Hewlett-Packard has recently undertaken numerous green initiatives both internally and in their products, claiming “business success and environmental responsibility go hand in hand.” Over the years, HP has been evolving through three distinct phases of environmental sustainability–pollution control and prevention, product stewardship, and most recently, sustainability–which have led to its acknowledgment in the business world as a leading “green” company. During the 1980s, environmental concerns were primarily focused on pollution control and prevention, which consisted of building strategies that reduced emissions from existing manufacturing productions. HP made great strides in this area and improved its facilities to minimize toxic materials and emissions. In the 1990s, HP’s focus shifted to product stewardship, which is “a focus on earlier intervention to minimize environmental impacts associated with the full life cycle of a product.” The company created a Product Stewardship function to develop global processes for tracking and managing regulatory compliance issues, public policy shaping, product take-back programs, green packaging, and integrating “design for the environment” and life cycle analysis into product development processes. Today, sustainability is the hot topic, which concerns developing technologies that actually contribute a positive impact to environmental challenges (source 1: google scholar).
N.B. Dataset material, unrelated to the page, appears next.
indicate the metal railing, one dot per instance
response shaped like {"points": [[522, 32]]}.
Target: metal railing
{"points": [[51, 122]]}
It seems that the environmental initiative has shifted from preventative to proactive, starting with minimizing pollutants and product stewardship that minimize their environmental impact, and shifting toward strategies to improve the environment. HP has recognized that “pollution prevention product stewardship have become baseline market expectations. To be an environmental leader in the 21st century, HP needs to integrate environmental sustainability into its fundamental business strategy.”
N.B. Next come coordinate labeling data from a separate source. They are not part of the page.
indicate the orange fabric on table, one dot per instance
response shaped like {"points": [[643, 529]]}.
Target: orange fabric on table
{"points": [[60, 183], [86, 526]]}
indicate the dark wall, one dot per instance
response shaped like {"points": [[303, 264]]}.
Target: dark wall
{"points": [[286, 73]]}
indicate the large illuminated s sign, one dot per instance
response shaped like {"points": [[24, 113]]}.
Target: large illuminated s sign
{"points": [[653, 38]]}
With an ultimate goal to become an industry leader, HP has drafted a new action plan and strategy for the company, creating a new mission and three strategic initiaties. The revised mission became “to invent and deliver environmentally sustainable solutions for the common good” and changed the name of the Product Stewardship program to “Environmental Strategies and Solutions” to reflect the wider and more proactive goals of the group. The strategic priorities include: end-of-life product solutions, energy efficiency, and de-materialization. The revised department gained the necessary momentum and excitement by holding an on-site workshop with over 70 group members to share the new strategy, get feedback, and begin developing strategies to implement these changes within the various business units. By incorporating the group members in the workshop, HP was able to generate the support needed to carry out the environmental changes across all levels of the company’s staff.